La conferma del servizio non deve essere considerata un passaggio formale da svolgere con superficialità. È necessario controllare con attenzione le informazioni presenti, perché l’inoltro dell’istanza produce effetti sulla posizione dell’aspirante nelle graduatorie. Prima di confermare, è consigliabile verificare date, scuola, classe di concorso o posto, tipologia di servizio e ogni altro dato riportato nella schermata.

Una volta confermato almeno uno dei servizi proposti, il tasto “Inoltra” diventa selezionabile. L’utente deve quindi cliccare su “Inoltra” e successivamente confermare l’operazione. Al termine, il sistema rende disponibile un PDF riepilogativo, che viene anche inviato all’indirizzo email indicato tra i recapiti e conservato nell’Archivio personale dell’aspirante.

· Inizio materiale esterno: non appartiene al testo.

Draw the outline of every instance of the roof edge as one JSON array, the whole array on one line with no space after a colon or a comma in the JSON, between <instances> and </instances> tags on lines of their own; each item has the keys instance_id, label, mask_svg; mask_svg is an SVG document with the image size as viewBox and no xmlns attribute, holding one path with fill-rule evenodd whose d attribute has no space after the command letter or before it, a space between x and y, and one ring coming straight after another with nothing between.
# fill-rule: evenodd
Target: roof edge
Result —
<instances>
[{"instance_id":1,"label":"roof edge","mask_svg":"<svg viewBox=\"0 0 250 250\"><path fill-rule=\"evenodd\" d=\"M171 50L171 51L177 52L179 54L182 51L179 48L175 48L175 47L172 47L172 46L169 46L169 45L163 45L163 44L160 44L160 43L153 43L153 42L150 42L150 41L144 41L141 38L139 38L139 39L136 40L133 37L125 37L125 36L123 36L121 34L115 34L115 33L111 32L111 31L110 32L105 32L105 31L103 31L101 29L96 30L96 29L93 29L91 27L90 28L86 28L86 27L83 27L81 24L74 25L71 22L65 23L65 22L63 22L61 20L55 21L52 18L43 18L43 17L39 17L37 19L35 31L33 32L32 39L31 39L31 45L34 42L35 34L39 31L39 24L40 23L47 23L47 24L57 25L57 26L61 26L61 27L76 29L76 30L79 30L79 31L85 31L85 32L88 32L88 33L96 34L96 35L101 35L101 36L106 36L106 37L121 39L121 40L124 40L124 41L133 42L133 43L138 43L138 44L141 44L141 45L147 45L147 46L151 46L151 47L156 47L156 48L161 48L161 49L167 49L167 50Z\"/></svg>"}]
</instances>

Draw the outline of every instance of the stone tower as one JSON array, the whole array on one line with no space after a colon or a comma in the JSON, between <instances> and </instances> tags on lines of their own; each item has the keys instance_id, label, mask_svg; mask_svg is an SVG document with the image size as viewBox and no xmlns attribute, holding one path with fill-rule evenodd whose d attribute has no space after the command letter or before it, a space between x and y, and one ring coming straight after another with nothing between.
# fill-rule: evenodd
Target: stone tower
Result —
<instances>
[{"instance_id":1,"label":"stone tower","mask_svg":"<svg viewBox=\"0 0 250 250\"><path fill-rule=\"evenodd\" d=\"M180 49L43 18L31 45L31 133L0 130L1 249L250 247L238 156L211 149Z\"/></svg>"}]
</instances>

Il PDF riepilogativo è un documento importante e deve essere conservato con cura. Confasi Scuola consiglia di scaricarlo, salvarlo e verificarne il contenuto subito dopo l’inoltro. In caso di contestazioni o controlli successivi, la ricevuta rappresenta la prova dell’avvenuta presentazione dell’istanza.

La procedura consente anche di modificare una domanda già inoltrata, ma solo entro il termine ultimo di presentazione. Per farlo, l’aspirante deve rientrare nell’istanza, annullare l’inoltro precedente, apportare le modifiche necessarie e procedere a un nuovo inoltro. È fondamentale ricordare che, dopo l’annullamento, la domanda torna valida solo se viene nuovamente inoltrata entro la scadenza prevista.

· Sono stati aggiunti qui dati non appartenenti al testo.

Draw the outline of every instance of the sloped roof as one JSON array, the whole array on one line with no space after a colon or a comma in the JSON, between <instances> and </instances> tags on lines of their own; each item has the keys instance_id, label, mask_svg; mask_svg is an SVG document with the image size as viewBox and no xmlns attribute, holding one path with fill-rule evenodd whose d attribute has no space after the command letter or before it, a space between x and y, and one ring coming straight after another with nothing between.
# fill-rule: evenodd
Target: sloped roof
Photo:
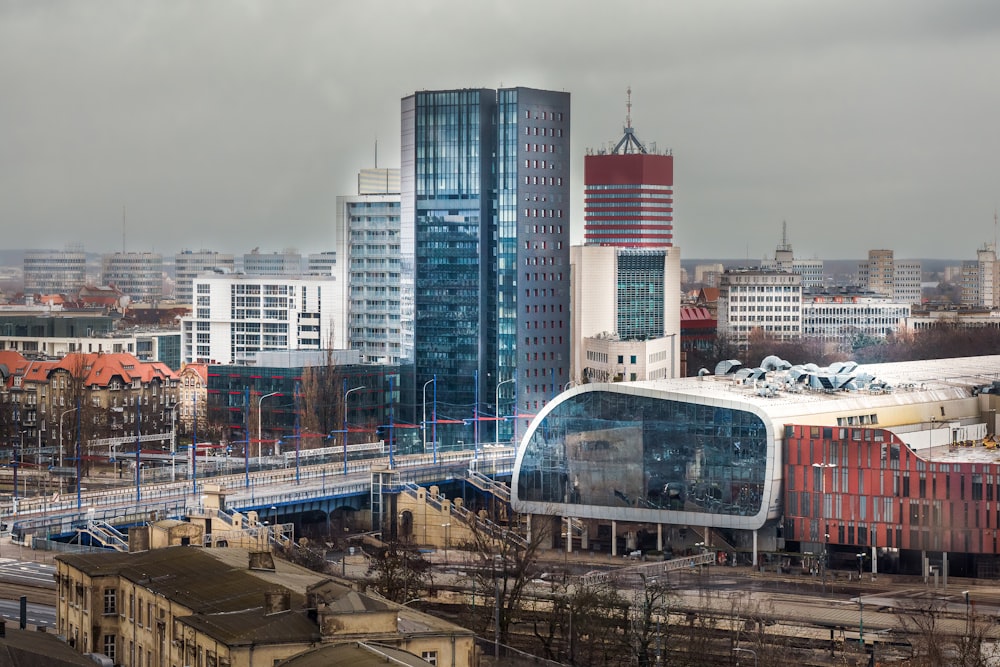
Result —
<instances>
[{"instance_id":1,"label":"sloped roof","mask_svg":"<svg viewBox=\"0 0 1000 667\"><path fill-rule=\"evenodd\" d=\"M681 308L681 322L715 320L708 308Z\"/></svg>"},{"instance_id":2,"label":"sloped roof","mask_svg":"<svg viewBox=\"0 0 1000 667\"><path fill-rule=\"evenodd\" d=\"M113 353L89 353L84 354L74 352L67 354L54 365L49 372L55 370L65 370L76 376L83 372L83 382L87 387L107 386L112 378L118 376L122 381L129 383L139 380L143 384L149 384L153 380L176 380L174 373L165 363L160 361L140 361L133 355L125 352Z\"/></svg>"},{"instance_id":3,"label":"sloped roof","mask_svg":"<svg viewBox=\"0 0 1000 667\"><path fill-rule=\"evenodd\" d=\"M188 373L195 373L199 378L201 378L201 383L204 385L208 384L208 364L190 363L184 364L178 376L186 375Z\"/></svg>"},{"instance_id":4,"label":"sloped roof","mask_svg":"<svg viewBox=\"0 0 1000 667\"><path fill-rule=\"evenodd\" d=\"M245 551L243 551L246 554ZM287 590L292 607L304 596L283 586L264 584L243 567L224 563L202 547L177 546L139 553L66 554L56 557L91 577L118 575L163 595L194 614L232 613L257 609L263 614L264 592Z\"/></svg>"},{"instance_id":5,"label":"sloped roof","mask_svg":"<svg viewBox=\"0 0 1000 667\"><path fill-rule=\"evenodd\" d=\"M278 663L278 667L376 667L376 665L421 667L426 660L393 646L372 642L320 646Z\"/></svg>"}]
</instances>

Per questo motivo, la Confasi Scuola invita tutti gli aspiranti a non attendere gli ultimi giorni e a controllare con attenzione ogni passaggio. Errori, omissioni o mancato inoltro possono incidere sulla corretta valutazione del servizio dichiarato.

L’articolo è stato redatto sulla base della guida ministeriale “GPS - AA.SS. 2026/27 e 2027/28 - Istanza conferma servizio prestato” e della normativa richiamata nella stessa guida, con particolare riferimento all’O.M. n. 27/2026 sulle Graduatorie provinciali per le supplenze e graduatorie di istituto.